Might that villain also be a stand-in for all the nameless, faceless people who decried the mere existence of a lady-centered Ghostbusters as an affront to the original version, and also to the Hollywood studio system, and also to basic human dignity? Perhaps. The movie does, occasionally to its detriment, go out of its way to mock those people—and the platforms that host them, among them YouTube and reddit. ( “Ain’t no bitches gonna hunt no ghosts,” the new Ghostbusters read, from the comments section of a YouTubed ghost movie-within-a ghost movie.)
In that sense, though, Ghostbusters is engaging in one of the most valuable aspects of the culture’s current reboot mania: It is serving, in its very re-ness, of evidence of all that has changed, for better or for worse, since 1984. In the years since the original Ghostbusters premiered, 9/11 happened. The web happened. CGI improved. Feminism got normalized, and then commercialized. Ghostbusters has taken all those shifts and, in the manner of well-aimed proton packs, concentrated their energies. The new, lady-led cast offers an opportunity to consider how far women have come since 1984, and since 1989: While the originals featured Dana (Sigourney Weaver) playing a sexed-up damsel in distress, here, it’s the women who are doing the rescuing. Here, yes, Erin fights a ghost wearing high heels; here, a joke is made about the silly sartorial choice. The messages are more nuanced, too: Here, believing in ghosts makes one not iconoclastic, as it did for the men of the original, but potentially that most loaded of gendered epithets—“crazy.”

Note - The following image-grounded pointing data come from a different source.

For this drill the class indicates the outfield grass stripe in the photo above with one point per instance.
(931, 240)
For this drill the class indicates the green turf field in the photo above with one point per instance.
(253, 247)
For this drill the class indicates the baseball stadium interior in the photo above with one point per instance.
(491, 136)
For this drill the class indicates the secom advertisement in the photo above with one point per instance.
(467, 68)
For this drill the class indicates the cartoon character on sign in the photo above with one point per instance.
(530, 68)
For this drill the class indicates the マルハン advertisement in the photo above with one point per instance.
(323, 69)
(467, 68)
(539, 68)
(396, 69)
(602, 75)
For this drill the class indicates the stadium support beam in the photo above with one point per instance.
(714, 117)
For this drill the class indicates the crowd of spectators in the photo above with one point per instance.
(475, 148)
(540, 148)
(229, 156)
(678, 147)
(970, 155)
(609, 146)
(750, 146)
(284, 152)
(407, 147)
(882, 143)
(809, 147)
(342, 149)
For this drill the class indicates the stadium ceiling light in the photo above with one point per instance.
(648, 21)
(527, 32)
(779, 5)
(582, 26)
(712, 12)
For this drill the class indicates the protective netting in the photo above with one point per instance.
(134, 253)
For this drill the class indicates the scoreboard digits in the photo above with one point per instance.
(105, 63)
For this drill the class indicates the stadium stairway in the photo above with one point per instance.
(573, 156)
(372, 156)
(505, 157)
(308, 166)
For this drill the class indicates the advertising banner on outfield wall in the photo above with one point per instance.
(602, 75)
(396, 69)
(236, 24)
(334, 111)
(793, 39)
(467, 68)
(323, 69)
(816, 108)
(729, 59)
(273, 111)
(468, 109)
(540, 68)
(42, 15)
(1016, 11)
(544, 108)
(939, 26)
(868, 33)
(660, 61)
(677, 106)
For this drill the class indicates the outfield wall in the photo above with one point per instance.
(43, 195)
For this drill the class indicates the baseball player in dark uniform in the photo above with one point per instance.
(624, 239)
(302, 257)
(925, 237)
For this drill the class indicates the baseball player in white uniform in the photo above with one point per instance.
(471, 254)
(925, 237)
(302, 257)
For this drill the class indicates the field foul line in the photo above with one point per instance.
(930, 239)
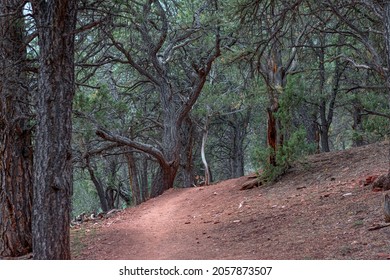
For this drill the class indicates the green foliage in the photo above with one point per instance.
(292, 150)
(85, 198)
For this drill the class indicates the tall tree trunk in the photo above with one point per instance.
(187, 143)
(16, 160)
(53, 184)
(386, 24)
(137, 193)
(98, 185)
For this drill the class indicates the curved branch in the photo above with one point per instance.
(149, 149)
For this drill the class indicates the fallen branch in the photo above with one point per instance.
(378, 226)
(250, 184)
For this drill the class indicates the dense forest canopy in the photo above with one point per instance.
(125, 99)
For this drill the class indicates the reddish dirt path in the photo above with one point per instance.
(320, 210)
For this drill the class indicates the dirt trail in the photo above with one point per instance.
(320, 210)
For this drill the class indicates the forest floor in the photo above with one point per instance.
(318, 210)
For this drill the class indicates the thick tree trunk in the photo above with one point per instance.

So Ghostbusters is, as every film will be, a product of its time. The new version features women gleefully flinging guns and getting tossed against brick walls and being friendly and being angry and shooting fire extinguishers, in one of the film’s most un-subtle visual metaphors, out of their crotches. It features women who are a little bit sexist, and women who enjoy a little bit of violence, and women who never talk about kids or manicures or sex. It is arguing that women are like men, and also unlike them. It is, in other words, a little bit conflicted about women—and about what feminism wants to argue to, and within, the world of 2016. It is unsure whether “girl power,” the thing and its qualifier, is something to be fought for, or to be railed against.

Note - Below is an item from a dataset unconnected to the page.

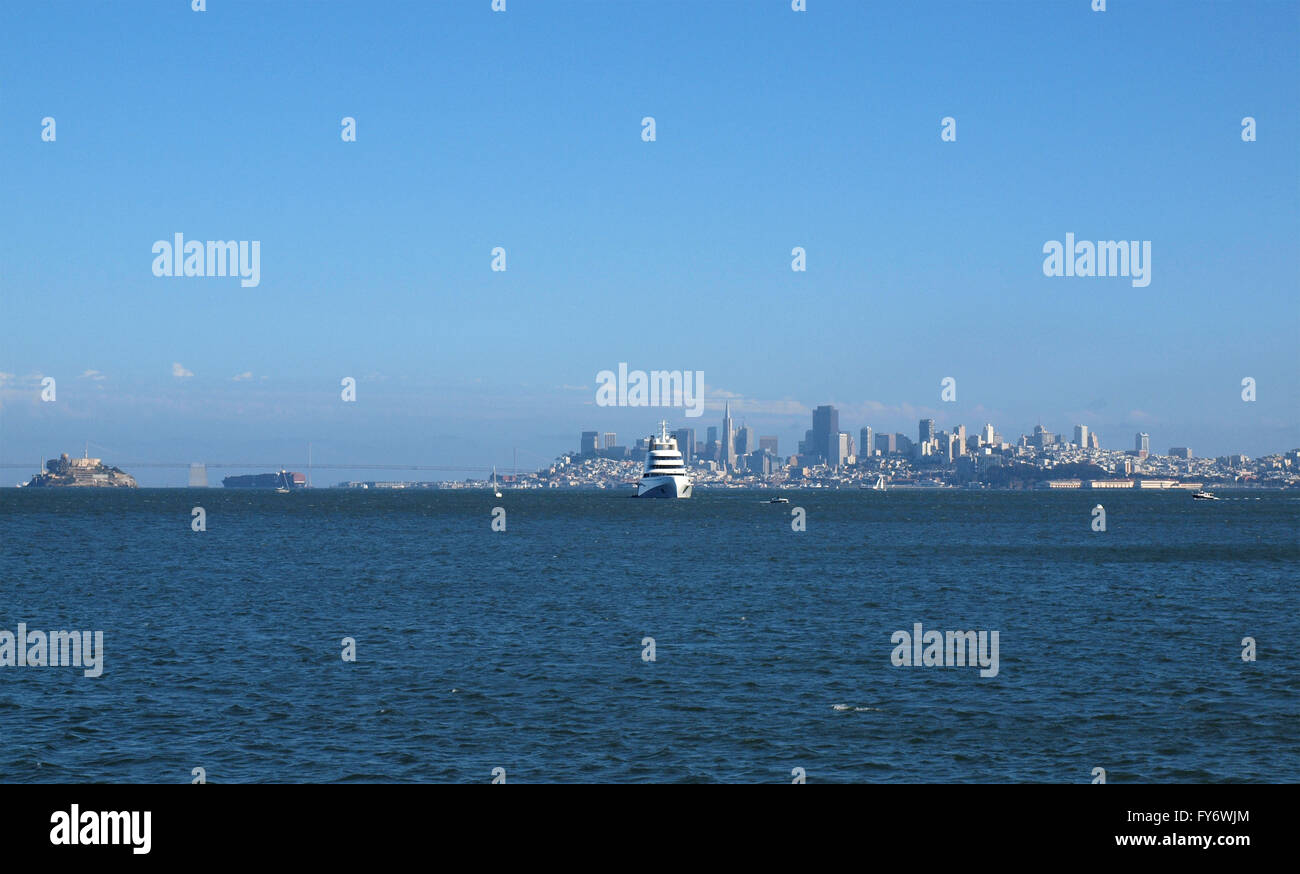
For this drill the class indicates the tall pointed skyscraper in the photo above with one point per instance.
(728, 438)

Which is to say that Ghostbusters is as conflicted as many people are about sex and gender roles and feminism and “empowerment.” Like its predecessor, it defines its times and is defined by them, and it is extremely difficult to tell where the one ends and the other begins. Like its predecessor, future generations will likely deem it both prescient and regressive, and in pretty much equal measure. A ghost is something that hovers and haunts, stuck in the awkward space between the past and the future. So, for better or for worse, are movies.